There is an interesting article in the BBC News science section which illustrates the difficulty in explaining space and climate phenomena that involve complex and overlapping cause-effect chains. In this case the result could be confusion for some readers. If you fall into this camp, I recommend that you take time to read the piece slowly, and repeatedly if necessary, and search the Interwebs to find out more. The information is out there, but it may require some effort.
In her well-sourced piece, Judith Butler looks at solar cycles and activity, and in particular at the seemingly counterintuitive finding that as the Sun moves into a time of lower overall activity, we are likely to see more disruptive high-energy radiation hitting the Earth. Butler’s article is based on work led by my old Southampton colleague Mike Lockwood, now at Reading University.
Mike and I worked together in the late 90s, when I was a postdoc studying small-scale structure in the aurora on the one hand, and upper atmosphere climatology on the other. Mike is a first rate space physicist, and one of few eminent British researchers in this field. He has survived and thrived by use of his considerable imagination in choosing newsworthy and funding agency-friendly research topics, getting others to do much of the detailed and often dull data crunching work for him, and publishing papers that are ever so slightly wrong. That way everyone quotes him, and his citation index skyrockets.
The solar cycle discussed by Butler in her BBC News article is not the well-known 11-ish-year cycle, but a longer quasi-periodicity, the grand maximum of which has lasted for decades. I say “-ish” and “quasi-“, as these are not strictly defined cycles, and we do not have sufficient data with which to pin them down. But whatever, as Mike says…
“All the evidence suggests that the Sun will shortly exit from a grand
solar maximum that has persisted since before the start of the space
That could spell trouble when it comes to damaging space weather effects on terrestrial communications and satellite systems, as more solar electromagnetic radiation hits the Earth’s magnetosphere and ionosphere during periods of middling activity. That is, on the up and down phases of solar cycles, rather than the peaks.

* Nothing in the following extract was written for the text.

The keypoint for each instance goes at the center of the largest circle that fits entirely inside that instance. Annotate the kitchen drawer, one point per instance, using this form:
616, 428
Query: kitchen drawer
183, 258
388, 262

This is why I advise aurora hunters to avoid planning their trips north during times of solar maxima, which they instinctively feel is the best time for observing the northern lights. It is instead best to focus on a few years following the peaks. At solar maxima you may see more diffuse red aurora at relatively low latitudes, but the best geomagnetic substorms – with their multi-coloured dancing light shows – occur after solar maxima.
Back to Mike’s study…
“We used this data to say that an unfortunate combination of solar conditions is coming our way in the next few decades.
“It’s just a question of how much worse the radiation gets and how long it lasts.”
Mike is taking liberties here, as the coming period could turn out to be a damp squib, in solar storm terms. We just don’t know, and are unlikely to ever be able to forecast space weather to a high degree of accuracy. There is much chaos inherent in the solar-terrestrial environment, and our data are in many places patchy. But that doesn’t mean we shouldn’t try.